Anna Maria Engel Nolten was born in Hanover Province, Germany probably in April of 1815. She came to America, to Pittsburgh, where she met Gerrit Jan Walvoord. She and Gerrit Jan were married in Pittsburgh probably around the year 1846. Their first child, Henry, was born in 1847.
Anna Maria had dark hair, blue eyes, and was of medium height. She never had her picture taken because she thought it was a sin (to make an image). She was said to be a talker, and had an excellent memory; she could hear a sermon and recite it word for word.
Louise Walvoord was told by someone who knew Anna Maria that she was a good cook.
Anna Maria believed, “No girl is ready to be married until she knows how to make sixteen different kinds of soup.”
Anna Maria’s husband, Gerrit Jan, died on July 11, 1856. They were together less than a decade. But during that time they had five children together: Henry, Jane, Mary, Tonia and Delia.
After Gerrit Jan’s death, the family moved to a farm near Amsterdam, Wisconsin to live with Hendrik Walvoord’s family. Anna Maria did much manual labor on the farm. She had a spinning wheel and used it. Eventually she moved out from the large farm home and lived in a small house across from the Cedar Swamp.

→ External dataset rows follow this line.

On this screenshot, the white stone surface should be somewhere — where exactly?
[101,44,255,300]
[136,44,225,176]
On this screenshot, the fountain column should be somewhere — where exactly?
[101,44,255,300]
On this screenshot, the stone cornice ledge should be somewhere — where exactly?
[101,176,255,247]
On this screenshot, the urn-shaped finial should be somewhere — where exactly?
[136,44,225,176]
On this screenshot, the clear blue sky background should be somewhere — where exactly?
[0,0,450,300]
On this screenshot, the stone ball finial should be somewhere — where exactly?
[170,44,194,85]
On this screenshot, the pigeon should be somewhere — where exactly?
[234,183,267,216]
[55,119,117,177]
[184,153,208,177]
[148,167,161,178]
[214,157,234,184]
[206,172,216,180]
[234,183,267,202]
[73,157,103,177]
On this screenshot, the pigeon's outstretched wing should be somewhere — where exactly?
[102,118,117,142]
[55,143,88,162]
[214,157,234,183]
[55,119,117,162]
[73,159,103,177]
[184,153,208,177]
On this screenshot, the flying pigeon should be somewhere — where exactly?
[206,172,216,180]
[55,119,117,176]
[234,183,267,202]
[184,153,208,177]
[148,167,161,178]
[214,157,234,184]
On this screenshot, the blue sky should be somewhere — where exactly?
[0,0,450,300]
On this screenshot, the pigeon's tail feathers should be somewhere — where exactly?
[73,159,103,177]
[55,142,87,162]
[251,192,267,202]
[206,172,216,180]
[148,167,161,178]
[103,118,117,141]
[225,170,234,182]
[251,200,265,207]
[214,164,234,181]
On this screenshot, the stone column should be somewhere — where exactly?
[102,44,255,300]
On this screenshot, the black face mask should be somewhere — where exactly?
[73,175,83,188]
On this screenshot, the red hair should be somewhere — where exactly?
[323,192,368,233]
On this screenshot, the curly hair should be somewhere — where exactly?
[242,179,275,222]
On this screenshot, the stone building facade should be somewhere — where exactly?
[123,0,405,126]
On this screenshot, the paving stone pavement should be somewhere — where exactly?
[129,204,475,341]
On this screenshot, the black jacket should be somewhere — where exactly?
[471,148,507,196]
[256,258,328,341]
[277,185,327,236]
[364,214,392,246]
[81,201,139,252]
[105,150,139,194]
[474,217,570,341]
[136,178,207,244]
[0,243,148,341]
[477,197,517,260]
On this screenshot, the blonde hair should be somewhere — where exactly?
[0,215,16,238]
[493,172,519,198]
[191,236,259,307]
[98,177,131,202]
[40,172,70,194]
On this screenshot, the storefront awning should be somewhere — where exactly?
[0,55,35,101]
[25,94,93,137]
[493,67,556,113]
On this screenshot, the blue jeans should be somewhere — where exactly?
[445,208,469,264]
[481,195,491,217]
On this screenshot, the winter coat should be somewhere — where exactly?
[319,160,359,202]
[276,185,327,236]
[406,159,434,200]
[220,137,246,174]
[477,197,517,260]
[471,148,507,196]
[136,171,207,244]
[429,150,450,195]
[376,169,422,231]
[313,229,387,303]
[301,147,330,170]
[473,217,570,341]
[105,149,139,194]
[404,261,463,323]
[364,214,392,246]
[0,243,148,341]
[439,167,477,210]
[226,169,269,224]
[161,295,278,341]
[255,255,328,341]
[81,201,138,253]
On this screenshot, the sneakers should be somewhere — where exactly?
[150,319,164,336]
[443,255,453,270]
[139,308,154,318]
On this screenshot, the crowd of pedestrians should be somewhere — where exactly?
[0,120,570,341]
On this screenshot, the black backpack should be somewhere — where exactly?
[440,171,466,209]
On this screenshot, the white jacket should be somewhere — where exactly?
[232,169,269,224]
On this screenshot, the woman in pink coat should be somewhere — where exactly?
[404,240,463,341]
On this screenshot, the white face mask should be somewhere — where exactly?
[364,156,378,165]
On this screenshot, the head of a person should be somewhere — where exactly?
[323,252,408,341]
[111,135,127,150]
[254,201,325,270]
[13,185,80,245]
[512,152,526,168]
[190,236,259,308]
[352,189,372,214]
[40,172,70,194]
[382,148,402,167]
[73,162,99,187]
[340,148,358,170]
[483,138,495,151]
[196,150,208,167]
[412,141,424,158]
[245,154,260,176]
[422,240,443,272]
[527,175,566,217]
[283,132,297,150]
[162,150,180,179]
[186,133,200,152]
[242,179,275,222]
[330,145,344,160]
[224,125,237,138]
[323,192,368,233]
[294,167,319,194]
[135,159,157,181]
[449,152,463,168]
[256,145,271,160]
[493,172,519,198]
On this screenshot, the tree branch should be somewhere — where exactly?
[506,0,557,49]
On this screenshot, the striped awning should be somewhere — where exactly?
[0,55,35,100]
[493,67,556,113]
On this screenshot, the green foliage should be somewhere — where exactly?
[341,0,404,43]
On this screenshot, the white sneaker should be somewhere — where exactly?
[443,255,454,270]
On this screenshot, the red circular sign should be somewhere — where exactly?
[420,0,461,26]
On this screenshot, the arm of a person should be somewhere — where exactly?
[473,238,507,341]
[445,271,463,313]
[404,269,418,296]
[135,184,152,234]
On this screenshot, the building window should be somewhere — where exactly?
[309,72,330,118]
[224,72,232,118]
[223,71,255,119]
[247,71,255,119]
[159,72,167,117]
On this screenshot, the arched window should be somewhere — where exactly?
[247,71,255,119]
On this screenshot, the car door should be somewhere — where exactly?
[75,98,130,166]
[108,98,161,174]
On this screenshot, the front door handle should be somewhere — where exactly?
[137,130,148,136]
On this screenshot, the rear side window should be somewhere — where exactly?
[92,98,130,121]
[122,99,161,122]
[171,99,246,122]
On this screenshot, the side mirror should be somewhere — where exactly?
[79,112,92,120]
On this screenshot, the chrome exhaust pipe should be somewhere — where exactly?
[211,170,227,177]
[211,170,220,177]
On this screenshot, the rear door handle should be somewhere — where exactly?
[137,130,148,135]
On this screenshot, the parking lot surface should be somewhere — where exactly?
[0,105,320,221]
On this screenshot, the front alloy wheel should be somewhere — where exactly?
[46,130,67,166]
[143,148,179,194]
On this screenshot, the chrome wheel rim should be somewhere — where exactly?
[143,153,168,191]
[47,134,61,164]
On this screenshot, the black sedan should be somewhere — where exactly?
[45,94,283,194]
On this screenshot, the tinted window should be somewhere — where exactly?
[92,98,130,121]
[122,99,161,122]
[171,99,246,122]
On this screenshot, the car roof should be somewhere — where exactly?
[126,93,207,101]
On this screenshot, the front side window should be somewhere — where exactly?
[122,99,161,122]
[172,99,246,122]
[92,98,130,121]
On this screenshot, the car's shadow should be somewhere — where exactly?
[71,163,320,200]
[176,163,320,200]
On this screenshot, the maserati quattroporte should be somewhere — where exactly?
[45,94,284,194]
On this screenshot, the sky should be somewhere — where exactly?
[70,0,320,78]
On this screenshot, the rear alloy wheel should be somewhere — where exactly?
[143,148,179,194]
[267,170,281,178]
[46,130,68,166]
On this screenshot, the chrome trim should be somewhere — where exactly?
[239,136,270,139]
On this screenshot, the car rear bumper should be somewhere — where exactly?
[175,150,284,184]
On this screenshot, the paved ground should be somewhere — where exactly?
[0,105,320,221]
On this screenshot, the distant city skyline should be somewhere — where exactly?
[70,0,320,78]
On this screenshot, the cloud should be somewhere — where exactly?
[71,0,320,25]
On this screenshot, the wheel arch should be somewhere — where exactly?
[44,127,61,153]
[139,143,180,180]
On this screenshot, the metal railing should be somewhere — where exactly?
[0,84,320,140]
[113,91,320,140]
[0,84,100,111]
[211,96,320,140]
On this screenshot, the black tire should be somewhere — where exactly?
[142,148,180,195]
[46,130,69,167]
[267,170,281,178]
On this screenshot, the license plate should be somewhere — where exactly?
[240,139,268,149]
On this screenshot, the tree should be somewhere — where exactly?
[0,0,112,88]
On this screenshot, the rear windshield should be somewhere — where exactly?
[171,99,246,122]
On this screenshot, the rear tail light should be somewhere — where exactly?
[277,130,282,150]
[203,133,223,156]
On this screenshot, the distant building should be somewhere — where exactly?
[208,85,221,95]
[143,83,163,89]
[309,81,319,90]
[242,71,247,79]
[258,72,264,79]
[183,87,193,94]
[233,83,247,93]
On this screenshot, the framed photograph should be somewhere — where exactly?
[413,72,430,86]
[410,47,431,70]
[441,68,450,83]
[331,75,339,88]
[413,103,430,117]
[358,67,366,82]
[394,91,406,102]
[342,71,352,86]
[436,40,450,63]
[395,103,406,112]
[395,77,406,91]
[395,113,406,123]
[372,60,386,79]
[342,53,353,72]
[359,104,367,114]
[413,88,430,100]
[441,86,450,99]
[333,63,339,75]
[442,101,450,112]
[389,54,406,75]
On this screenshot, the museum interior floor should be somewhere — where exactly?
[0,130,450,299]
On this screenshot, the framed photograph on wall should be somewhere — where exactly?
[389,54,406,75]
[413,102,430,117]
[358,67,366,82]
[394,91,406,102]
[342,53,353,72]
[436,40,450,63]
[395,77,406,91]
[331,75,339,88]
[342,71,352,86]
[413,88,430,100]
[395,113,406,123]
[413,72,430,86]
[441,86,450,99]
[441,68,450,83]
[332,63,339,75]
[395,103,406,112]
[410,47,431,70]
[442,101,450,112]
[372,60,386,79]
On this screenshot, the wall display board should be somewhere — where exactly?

Henry, her son, once borrowed one hundred dollars from her. She told him that if he could pay it back, he should send it to the American Bible Society. Henry did this, although he had to support her during the last years of her life.
When she came to America, Anna Maria could not read or write. Because of this, she lost track of her relatives back in Germany (the Nolten family). Her son Henry tried to locate her relatives (she had two brothers who also had come to America), but Henry had no success finding them.
After all of her children were married, Anna Maria moved to Chester, Iowa to live with her youngest daughter Delia (then Delia Lawson). Delia’s husband, Frank Lawson, had gone insane. There Anna Maria helped with the farming until the Lawson boys, John and Herbert, became adults. She lived there until she was nearly eighty-years-old.
In her old age, Anna Maria had very little hair and wore a black hood or cap. She often used a foot warmer. And she became childish.
When she left Iowa, Anna Maria came back to Wisconsin and lived with her daughter Mary. But after her money was gone, she went to live with the Henry Walvoord family for a few years until her death. Her daughters Jane and Delia came out for the funeral. Their brother Henry paid their train fare. She died on September 5, 1897 at the age of eighty-two.